Словно стараясь отвлечь себя, стала Ольга думать о Дёмином саде, о его истории, будто это было важно для неё сейчас. И вспомнила, как Фёдор рассказывал, когда они впервые ехали к его матери, о том, что была здесь когда-то красивая барская усадьба с белым кирпичным домом, с круглой ротондой, и селились здесь голосистые соловьи. Может быть, от них научилась петь, набрала силу своему голосу дочка помещика, которая стала теперь всесоюзно известна, народная и прочая заслуженная артистка… Вот только интересно, вспоминает ли она о своём родовом поместье, и как вспоминает – с грустью или безразлично? Вряд ли безразлично, ведь человек – существо по своей сути тонкое, лирическое, его мозг, точно книга, – детство хранит вечно, и звучат в нём неповторимые голоса давнего времени. А может быть, выходит петь артистка, а вот этот сад зацветающий, черёмуха, как облитая молоком, стоит у неё перед глазами.
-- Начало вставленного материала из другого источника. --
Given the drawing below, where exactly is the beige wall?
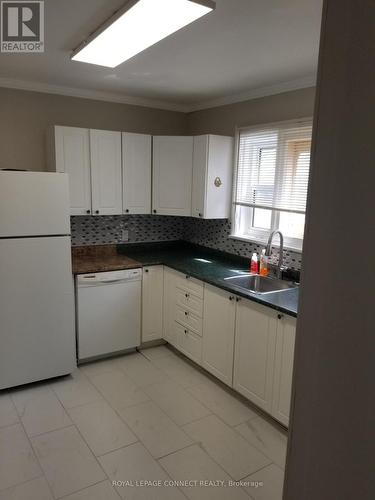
[0,88,315,170]
[188,87,315,135]
[0,88,187,170]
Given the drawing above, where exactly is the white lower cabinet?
[142,266,164,342]
[163,267,177,346]
[233,299,277,412]
[159,267,296,426]
[202,285,236,386]
[272,315,296,425]
[175,322,202,365]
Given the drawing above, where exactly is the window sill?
[228,234,302,254]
Ведь помнит же Ольга свой родной городок – каждую улочку, каждый дом, хоть давно уже не была там, да и похозяйничала война, будто злой ураган…
Она уселась на холмик, заросший мятликом – шелковистой травой, похожей на девичьи косы, и снова нахлынули воспоминания. Видно, день у неё сегодня такой, в гости память позвала и не отпускает. Вот снова Фёдор вспомнился, красивый, улыбающийся, в день её последнего экзамена. Тогда она подавила в себе раздражение, вспыхнувшее после разговора с Лидией, и отвечала по истории, будто на сцене выступала, с красивыми театральными жестами, слова произносила твёрдо, будто гвозди вколачивала. И комиссия единодушно поставила ей «отлично», поздравила с окончанием школы. А потом поздравил Фёдор, прибежавший к вечеру из части, радостный, запыхавшийся.
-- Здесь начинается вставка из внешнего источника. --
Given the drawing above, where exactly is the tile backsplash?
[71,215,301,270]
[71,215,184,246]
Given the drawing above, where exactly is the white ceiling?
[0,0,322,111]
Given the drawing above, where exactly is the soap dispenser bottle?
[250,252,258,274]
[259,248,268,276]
– Ну, – сказал он тогда, – теперь давай определяться, в какой институт тебе поступать… Сама решай в первую очередь…
– Да ты что? – Ольга и сейчас помнит, как вспыхнула в ней кроткая ярость. Какой к чёрту институт, когда рядом с ней он, её муж и опора? В городке никаких институтов нет, а ехать куда-нибудь, оставлять одного – нет уж, увольте. Обойдутся институты и без неё, она там душой изведётся, ей ни одна наука в голову не пойдёт, а только будет стоять в ушах гибельный мрачный звон, а в сердце поселятся пустота и тоска. Об этом и сказала Фёдору, но он отрицательно покачал головой, сдавил пальцами подбородок. Была у него такая привычка в минуты раздумий – будто этим жестом заставлял мысль лихорадочно работать…
– А как же твои мечты? Ведь мечтала ты о чём-нибудь? Скажи, кем тебе хотелось стать, – может быть, в детстве, может быть, позже?
Ольга вяло повела рукой – не могла она ответить. Нет, конечно, она о разном мечтала, да и время такое было – романтичное, вдохновенное, ликующее. Она вспомнила, что после полёта Валентины Гризодубовой с подругами на Дальний Восток у них в классе все девчонки стали думать о профессии лётчицы, она тоже не раз представляла себе, как вырвется на самолёте к серебристым облакам, расправит плечи, запоёт песню так, что вся страна услышит. Но ведь несерьёзно всё это, как несерьёзна была их мечта повторить подвиг челюскинцев, на разломанной льдине жить и работать, любить и замерзать, рожать девочек по имени Карина… Не хотелось ей быть и железнодорожным инженером, как мечтал отец.